Se estima que SpaceX podría alcanzar una valoración de 1.5 billones de dólares al entrar en el mercado público, superando el récord anterior establecido por la OPI de Saudi Aramco en 2019. Grandes nombres de Wall Street ya han mostrado su apoyo a SpaceX como inversores privados. Ron Baron, de Baron Capital, reveló que alrededor de una cuarta parte de sus inversiones personales están en la compañía, y que también es una de las posiciones más grandes en el Baron Partners Fund y la mayor participación en el ARK Venture Fund, gestionado por Cathie Wood.
Según Jefferies, SpaceX lidera el mercado de órbita terrestre baja (LEO).
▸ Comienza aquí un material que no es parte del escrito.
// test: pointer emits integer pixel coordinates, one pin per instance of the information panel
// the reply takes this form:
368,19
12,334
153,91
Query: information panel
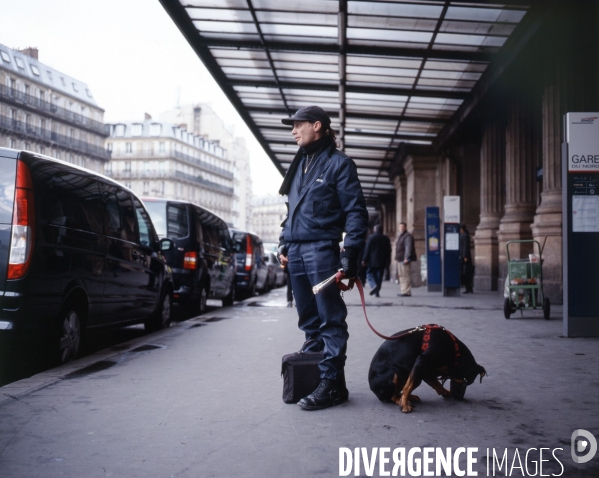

La compañía registró un récord trimestral de lanzamientos LEO, con 971 en los últimos tres meses del año, un aumento de más del 30% con respecto al trimestre anterior y de aproximadamente el 70% en comparación con el año anterior. En 2025, SpaceX lanzó más de 3,200 satélites, un nuevo récord anual que representa un incremento de más del 60% con respecto al año previo. El analista Kevin Lin señaló a sus clientes que el volumen de lanzamientos de SpaceX está “acelerando”, mientras que su competidor, Amazon Leo, está “rezagado” a pesar de haber entrado en una fase de lanzamiento estable. Amazon anunció en noviembre que las empresas podían probar su producto Leo, ahora renombrado, en un intento por ganar terreno frente a Starlink de Musk.
El futuro de SpaceX se vislumbra aún más brillante gracias al interés en los centros de datos. Los gigantes tecnológicos, en busca de infraestructura para respaldar el auge de la inteligencia artificial, están recurriendo cada vez más a empresas como SpaceX que podrían instalar centros de datos en el espacio. Según Lin, los centros de datos espaciales podrían impulsar el mercado total direccionable del sector LEO. “En respuesta al aumento de la demanda de potencia informática para la IA y al cuello de botella energético en la Tierra, el tema de los centros de datos espaciales ha ganado impulso”, explicó Lin a sus clientes.
Sin embargo, el analista de Deutsche Bank, Edison Yu, advierte que existen desafíos clave que deben resolverse para implementar eficazmente centros de datos en el espacio. A pesar de ello, Yu se muestra “animado” al ver que empresas como Google y OpenAI también están explorando esta posibilidad. “Existen desafíos técnicos para que esto sea viable, pero parecen ser limitaciones de ingeniería más que de física”, escribió Yu en una nota el mes pasado.
Una exitosa OPI de SpaceX podría aumentar aún más la fortuna de Musk. Su controvertido paquete de compensación de 1 billón de dólares de su compañía de vehículos eléctricos Tesla fue aprobado por los accionistas a finales del año pasado. Sin embargo, el CEO multimillonario ha enfrentado algunos obstáculos. Tesla informó el viernes de entregas más débiles de lo esperado para el cuarto trimestre y perdió su posición como el principal vendedor mundial de vehículos eléctricos frente a BYD. Aunque las acciones de Tesla cerraron 2025 con un aumento de más del 11%, su rendimiento fue inferior al del Nasdaq Composite, de alta tecnología, y del S&P 500 en general. Este crecimiento es relativamente moderado en comparación con los aumentos de más del 60% y 100% que experimentó la acción de Tesla en los dos años anteriores.